Duas idosas definem: Eu acho que não tem idade pra falar, aquela pessoa tá velha não. Ela tendo saúde, ela não pensa que tá velha. [...] Se ela sente bem, se ela come bem, se ela dorme bem, se ela anda, se ela conversa com todo mundo, ela tá disposta pra tudo... [...], menos pras outras coisas, menos aquelas, se você me entende [risos]. Que essas já passou, né? [risos] [...]. Pra mim já passou. Agora se a pessoa se entregar, ela mesmo: 'tô velho, tô velho, tô velho', aí fica velho.(M5, 77 anos, viúva); e Já fiz muitos exames, já fiz três raios-X, não acusa nada e nem vai acusar que isso é velhice né [risos]. [...] Gente, as mulher tão ficando tudo velha! 'Tô com isso, tô com aquilo'. Gente, isso é velhice! 'Que doença que é a da sua mãe'? É velhice! (M19, 83 anos, viúva).
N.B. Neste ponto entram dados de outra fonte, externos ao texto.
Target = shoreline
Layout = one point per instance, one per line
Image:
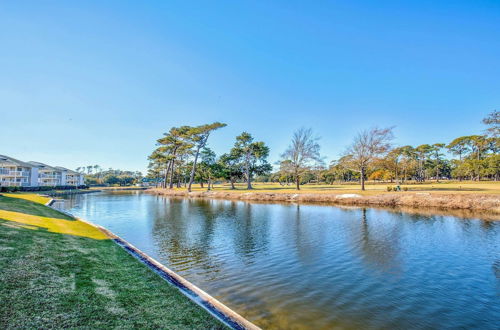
(488, 203)
(218, 310)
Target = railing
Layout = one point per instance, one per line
(49, 176)
(13, 184)
(14, 173)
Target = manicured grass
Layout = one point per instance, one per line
(55, 280)
(464, 187)
(30, 197)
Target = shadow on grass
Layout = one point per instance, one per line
(29, 207)
(53, 280)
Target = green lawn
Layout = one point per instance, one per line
(49, 279)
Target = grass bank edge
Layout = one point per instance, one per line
(204, 301)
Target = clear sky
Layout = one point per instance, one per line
(97, 82)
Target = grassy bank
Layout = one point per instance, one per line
(56, 271)
(453, 196)
(442, 187)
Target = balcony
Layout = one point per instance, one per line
(5, 172)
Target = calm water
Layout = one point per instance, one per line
(317, 267)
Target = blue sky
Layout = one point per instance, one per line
(97, 82)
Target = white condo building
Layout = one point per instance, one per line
(16, 173)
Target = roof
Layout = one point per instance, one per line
(12, 161)
(67, 170)
(43, 166)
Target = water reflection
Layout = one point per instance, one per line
(321, 267)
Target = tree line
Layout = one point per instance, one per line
(182, 157)
(95, 175)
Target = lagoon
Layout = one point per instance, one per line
(316, 266)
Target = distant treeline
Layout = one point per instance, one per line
(182, 157)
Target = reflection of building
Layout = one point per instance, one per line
(15, 173)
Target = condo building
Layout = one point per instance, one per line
(16, 173)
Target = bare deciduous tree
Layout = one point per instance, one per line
(302, 153)
(367, 146)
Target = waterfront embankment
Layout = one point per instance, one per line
(58, 271)
(453, 201)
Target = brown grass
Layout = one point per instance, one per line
(454, 201)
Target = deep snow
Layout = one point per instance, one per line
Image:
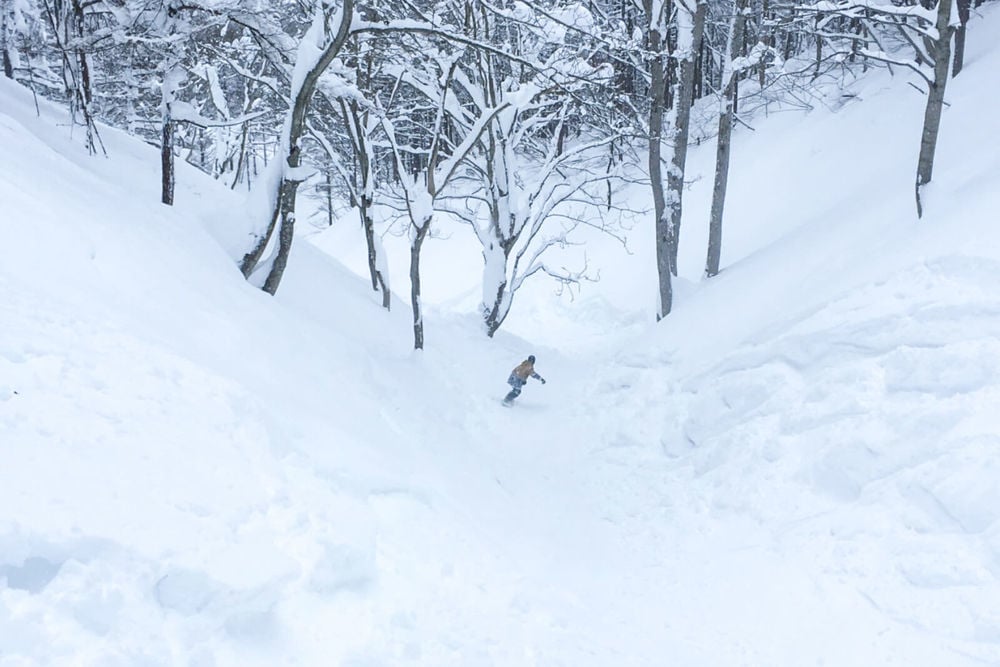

No grupo, envelhecer remete a: desistência, falta de disposição, fim da atividade sexual, doença. Assim, uma pessoa idosa sem sintomas permanece jovem, como se a juventude fosse uma qualidade moral16. Se, por séculos, as sociedades tradicionais integravam e valorizavam a sabedoria e a experiência de pessoas mais velhas1, as sociedades atuais, voltadas ao culto da juventude16, recusam a normalidade da velhice, a ponto de considerá-la uma doença. O estereótipo atual do velho é o de alguém doente, impotente, dependente, sem a dignidade de um ser humano forte e livre; porém, ao negar as diferenças e a realidade que poderia ser a nossa, nega-se a própria vida17.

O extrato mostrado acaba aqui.